The complexity of inheritance-based models also hampers automation. The introduction of GCL was paired with the promise of advanced tooling. The mantra of declarative languages was even repeated with some of its offspring. The tooling never materialized, though, as the model made it intractable.

CUE already provides power tools like trim, and its API provides unify and subsumption operations for incomplete configurations, the building blocks for powerful analysis.

Jsonnet/ GCL

Like Jsonnet, CUE is a superset of JSON. They also are both influenced by GCL. CUE, in turn is influenced by Jsonnet. This may give the semblance that the languages are very similar. At the core, though, they are very different.

CUE’s focus is data validation whereas Jsonnet focuses on data templating (boilerplate removal). Jsonnet was not designed with validation in mind.

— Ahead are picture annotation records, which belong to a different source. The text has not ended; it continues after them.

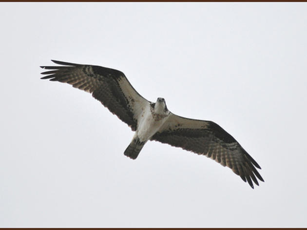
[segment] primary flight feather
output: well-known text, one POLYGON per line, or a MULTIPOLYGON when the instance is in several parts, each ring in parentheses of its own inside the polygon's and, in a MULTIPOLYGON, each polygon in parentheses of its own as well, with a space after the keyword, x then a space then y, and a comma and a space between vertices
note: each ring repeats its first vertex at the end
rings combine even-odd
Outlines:
POLYGON ((264 181, 261 168, 240 144, 217 124, 187 118, 169 111, 164 98, 148 101, 118 70, 101 66, 52 60, 61 65, 40 66, 49 70, 41 79, 66 82, 92 95, 135 133, 124 154, 136 159, 148 140, 180 147, 227 166, 253 188, 257 178, 264 181))

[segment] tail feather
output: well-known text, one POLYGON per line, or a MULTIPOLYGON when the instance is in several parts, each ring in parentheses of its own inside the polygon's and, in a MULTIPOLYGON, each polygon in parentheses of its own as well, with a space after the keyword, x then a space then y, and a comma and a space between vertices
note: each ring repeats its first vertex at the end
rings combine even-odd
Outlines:
POLYGON ((145 143, 145 142, 140 142, 138 138, 134 139, 125 150, 124 154, 134 160, 136 159, 145 143))

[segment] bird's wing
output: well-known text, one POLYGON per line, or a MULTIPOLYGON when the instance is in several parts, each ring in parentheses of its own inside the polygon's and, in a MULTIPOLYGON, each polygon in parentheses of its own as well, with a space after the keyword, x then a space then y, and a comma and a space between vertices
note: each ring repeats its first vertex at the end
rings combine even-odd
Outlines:
POLYGON ((136 129, 142 108, 150 102, 132 87, 121 72, 96 65, 74 64, 52 60, 61 66, 40 66, 50 70, 41 79, 65 82, 92 95, 133 131, 136 129))
POLYGON ((212 121, 171 113, 151 140, 205 155, 231 169, 252 188, 252 180, 259 185, 256 177, 264 181, 255 168, 261 169, 257 162, 231 135, 212 121))

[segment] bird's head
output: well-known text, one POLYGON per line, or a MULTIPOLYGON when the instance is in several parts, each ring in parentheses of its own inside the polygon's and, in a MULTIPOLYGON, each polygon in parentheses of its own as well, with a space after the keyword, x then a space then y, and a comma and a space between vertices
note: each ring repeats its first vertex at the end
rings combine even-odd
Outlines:
POLYGON ((158 114, 162 114, 168 111, 164 98, 158 97, 154 105, 154 110, 158 114))

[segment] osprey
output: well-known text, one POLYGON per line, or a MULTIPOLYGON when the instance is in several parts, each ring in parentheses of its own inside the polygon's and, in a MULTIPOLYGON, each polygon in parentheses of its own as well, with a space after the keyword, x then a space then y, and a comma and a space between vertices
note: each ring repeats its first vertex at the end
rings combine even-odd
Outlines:
POLYGON ((127 123, 135 134, 124 154, 136 159, 148 140, 205 155, 227 166, 253 189, 256 177, 264 181, 256 168, 261 168, 240 144, 212 121, 175 115, 167 108, 165 100, 155 102, 141 96, 118 70, 96 65, 52 60, 61 65, 40 66, 49 70, 41 79, 66 82, 92 94, 113 114, 127 123))

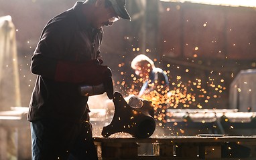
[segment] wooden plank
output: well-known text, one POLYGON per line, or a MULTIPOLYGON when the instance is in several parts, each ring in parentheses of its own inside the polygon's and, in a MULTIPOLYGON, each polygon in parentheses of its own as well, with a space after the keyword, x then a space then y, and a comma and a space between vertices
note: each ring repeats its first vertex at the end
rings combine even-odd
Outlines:
POLYGON ((256 159, 255 136, 172 136, 148 139, 95 137, 94 142, 102 150, 106 151, 99 155, 100 159, 117 157, 118 159, 214 160, 239 159, 240 157, 243 159, 256 159), (153 154, 137 155, 137 147, 135 145, 139 143, 153 144, 153 154), (229 145, 232 147, 229 147, 229 145), (240 149, 243 149, 243 152, 245 151, 248 156, 239 153, 240 149), (251 155, 248 154, 249 152, 251 155))
POLYGON ((7 131, 3 127, 0 127, 0 159, 7 159, 7 131))

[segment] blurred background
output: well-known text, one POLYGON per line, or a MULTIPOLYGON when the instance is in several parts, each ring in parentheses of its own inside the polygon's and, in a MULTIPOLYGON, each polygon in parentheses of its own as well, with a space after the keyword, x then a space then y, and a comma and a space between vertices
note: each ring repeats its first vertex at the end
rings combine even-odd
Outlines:
MULTIPOLYGON (((184 123, 184 119, 188 120, 184 117, 188 117, 191 112, 188 109, 196 109, 196 113, 202 109, 222 109, 220 110, 222 118, 223 113, 227 112, 224 109, 232 109, 232 113, 239 112, 239 115, 234 118, 232 117, 234 114, 231 114, 231 119, 237 120, 240 116, 239 123, 248 119, 251 122, 255 117, 256 3, 255 1, 240 1, 240 3, 239 1, 220 1, 225 4, 217 4, 218 1, 202 3, 127 0, 127 8, 132 21, 121 19, 113 26, 104 28, 101 58, 104 64, 113 71, 115 91, 127 96, 133 90, 140 89, 141 82, 131 67, 131 60, 137 55, 147 55, 153 60, 156 67, 167 73, 170 89, 175 93, 175 98, 170 100, 170 115, 167 121, 171 123, 168 126, 172 128, 174 125, 178 126, 174 135, 178 132, 186 135, 187 132, 184 131, 186 129, 180 129, 181 126, 175 123, 178 120, 172 116, 175 113, 184 113, 179 117, 184 123), (234 1, 233 4, 230 3, 234 1), (212 3, 214 4, 210 4, 212 3), (184 112, 172 110, 180 109, 187 110, 184 112)), ((41 32, 51 18, 72 7, 75 2, 73 0, 0 0, 1 126, 7 124, 6 115, 12 116, 10 119, 16 117, 17 119, 25 119, 23 107, 28 107, 36 77, 30 72, 30 59, 41 32), (10 115, 6 112, 9 110, 19 111, 10 115)), ((90 98, 89 105, 92 109, 105 109, 107 97, 97 97, 96 99, 100 98, 103 100, 97 102, 93 101, 95 97, 90 98)), ((203 118, 192 115, 190 118, 198 119, 202 124, 202 121, 204 121, 202 119, 208 113, 204 111, 203 118)), ((96 115, 95 117, 99 117, 99 115, 96 115)), ((225 116, 224 121, 228 114, 225 116)), ((215 121, 216 112, 213 117, 215 121)), ((15 126, 21 125, 19 122, 15 123, 15 126)), ((225 126, 217 133, 229 133, 223 131, 225 126)), ((228 125, 228 129, 230 126, 228 125)), ((7 137, 8 132, 2 129, 2 133, 2 133, 1 136, 7 137)), ((196 130, 188 132, 188 135, 200 133, 198 129, 196 130)), ((17 143, 17 137, 22 135, 17 135, 17 131, 10 132, 15 135, 17 143)), ((245 133, 234 134, 245 135, 245 133)), ((16 150, 17 152, 19 151, 16 150)), ((2 156, 6 156, 3 153, 2 156)), ((22 154, 25 157, 27 153, 19 155, 22 154)))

Jsonnet and GCL can be quite powerful at reducing boilerplate. The goal of CUE is not to be better at boilerplate removal than Jsonnet or GCL. CUE was designed to be an answer to two major shortcomings of these approaches: complexity and lack of typing. Jsonnet reduces some of the complexities of GCL, but largely falls into the same category. For CUE, the tradeoff was to add typing and reduce complexity (for humans and machines), at the expense of giving up flexibility.

HCL

HCL has some striking similarities with GCL. But whether this was a coincidence or deliberate, it removes the core source of complexity of GCL: inheritance.

It does introduce a poor man’s version of inheritance: file overlays. Fields may be defined in multiple files that get overwritten in a certain order of the file names. Although not nearly as complex as GCL, it does have some of the same issues.

Also, whether the removal of inheritance was a coincidence or great insight, there is no construct given in return that one might need for larger scale configuration management. This means the use of HCL may hit a ceiling for medium to larger setups.

So what CUE has to offer to users of HCL is: typing, better growth prospects to larger scale operations, and eliminating the peculiarities of file overlays.

CUE does borrow one construct from HCL: the folding of single-field objects onto a single line was directly inspired by HCL’s very similar approach.